Among protesters' core demands is for the proposed law to be withdrawn completely.

Observers said the anti-extradition Bill movement will likely take the form of small-scale scattered protests around the territory in the coming months.

Late last night, scores of police officers in riot gear confronted several hundred protesters gathered on Nathan Road in Mong Kok, to the north of Tsim Sha Tsui.

The protesters, who tried to protect themselves with umbrellas, were pushed back by riot police.

Hong Kong Chief Executive Carrie Lam has asked to meet students' unions to mitigate tensions, but her offer of closed-door talks has so far been turned down.

Meanwhile, Beijing's Ambassador to Britain, Mr Liu Xiaoming, rubbished criticism of the extradition Bill in a BBC interview, adding that China had full confidence in Hong Kong's ability to resolve the situation.

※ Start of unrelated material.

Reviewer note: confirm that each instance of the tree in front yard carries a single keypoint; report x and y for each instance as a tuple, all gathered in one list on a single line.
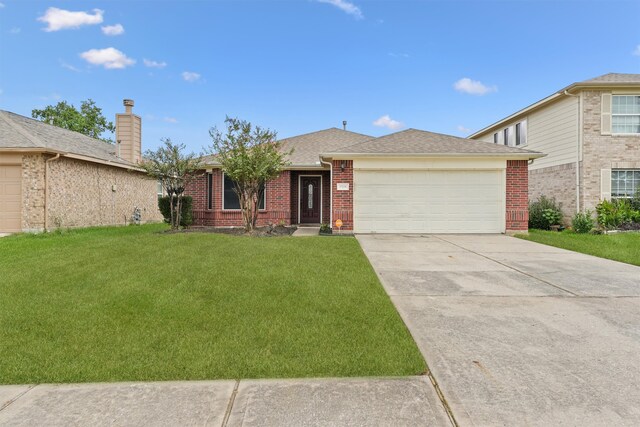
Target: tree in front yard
[(89, 120), (250, 156), (174, 169)]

Professor Lau Siu Kai, the vice-president of the Chinese Association of Hong Kong and Macau Studies, told The Straits Times that Mrs Lam's government was biding its time and waiting for public opinion to turn against the protests.

He added that demonstrations will likely evolve into scattered, small-scale "wildcat protests" that occur with little planning.

"We are in a deadlock. Demonstrators are empowered by what happened in recent weeks, and the government is weakened and not prone to take hardline actions," said Prof Lau.